Concertation nationale

«Renouveau et refondation : vers où allons-nous ?», interrogent-ils, estimant que toute démarche de refondation devrait s'appuyer sur une politique de développement inclusive, équitable et orientée vers l'intérêt général. Ils appellent également à faire des diversités du pays une richesse commune plutôt qu'un facteur de division. Dans cette perspective, les prélats exhortent les responsables politiques à tirer les leçons des crises successives qu'a traversées Madagascar.

Concernant la concertation nationale envisagée, la Conférence des évêques estime qu'elle devrait être conduite par des personnalités crédibles et dignes de confiance, capables de garantir une participation large et inclusive. Les prélats mettent en garde contre toute récupération politique et appellent à dépasser les intérêts partisans, régionaux ou individuels au profit du bien commun.

Ils soulignent également que cette concertation ne peut être dissociée du processus électoral. Selon eux, une préparation rigoureuse et consensuelle des prochaines échéances électorales demeure essentielle afin de garantir des résultats acceptés par tous et de prévenir de nouvelles crises postélectorales.

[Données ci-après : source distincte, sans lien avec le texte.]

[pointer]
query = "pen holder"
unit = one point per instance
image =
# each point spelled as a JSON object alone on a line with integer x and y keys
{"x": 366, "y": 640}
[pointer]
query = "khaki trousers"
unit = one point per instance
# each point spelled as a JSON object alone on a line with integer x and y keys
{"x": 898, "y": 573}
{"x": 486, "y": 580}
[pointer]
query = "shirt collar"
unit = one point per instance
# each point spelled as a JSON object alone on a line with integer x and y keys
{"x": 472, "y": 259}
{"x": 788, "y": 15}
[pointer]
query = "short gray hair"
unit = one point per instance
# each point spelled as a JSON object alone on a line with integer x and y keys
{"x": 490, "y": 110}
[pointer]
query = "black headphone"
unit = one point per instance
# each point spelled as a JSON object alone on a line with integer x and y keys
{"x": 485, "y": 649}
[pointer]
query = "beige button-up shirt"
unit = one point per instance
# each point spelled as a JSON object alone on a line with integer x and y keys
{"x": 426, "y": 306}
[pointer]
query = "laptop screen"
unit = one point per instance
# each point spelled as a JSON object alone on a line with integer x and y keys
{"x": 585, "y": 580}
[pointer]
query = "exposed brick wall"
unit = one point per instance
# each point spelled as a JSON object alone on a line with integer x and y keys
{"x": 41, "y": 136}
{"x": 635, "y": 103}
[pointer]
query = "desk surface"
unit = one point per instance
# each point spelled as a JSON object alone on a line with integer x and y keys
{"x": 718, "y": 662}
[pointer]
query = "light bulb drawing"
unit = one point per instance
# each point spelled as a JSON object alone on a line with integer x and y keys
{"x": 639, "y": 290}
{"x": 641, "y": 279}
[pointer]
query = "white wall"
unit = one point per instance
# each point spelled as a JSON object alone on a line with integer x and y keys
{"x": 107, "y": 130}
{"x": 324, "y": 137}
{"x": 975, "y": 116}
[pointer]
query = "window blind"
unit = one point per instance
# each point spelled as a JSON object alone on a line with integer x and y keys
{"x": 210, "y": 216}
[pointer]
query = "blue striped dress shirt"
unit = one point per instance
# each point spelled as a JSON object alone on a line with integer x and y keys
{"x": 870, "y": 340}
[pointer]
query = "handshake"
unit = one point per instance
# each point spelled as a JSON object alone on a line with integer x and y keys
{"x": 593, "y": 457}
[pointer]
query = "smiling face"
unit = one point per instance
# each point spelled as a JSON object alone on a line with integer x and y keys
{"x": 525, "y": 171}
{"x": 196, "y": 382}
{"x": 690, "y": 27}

Au-delà des autorités, le message s'adresse à l'ensemble du peuple malgache. Les évêques insistent sur l'importance de l'unité nationale, rappelant que le pays ne peut se construire dans la division. Une attention particulière est accordée à la jeunesse, considérée comme un pilier de l'avenir national. Les prélats l'invitent à se projeter au-delà des difficultés du présent avec responsabilité et engagement. « Soyez des jeunes constructeurs et non des destructeurs », lancent-ils.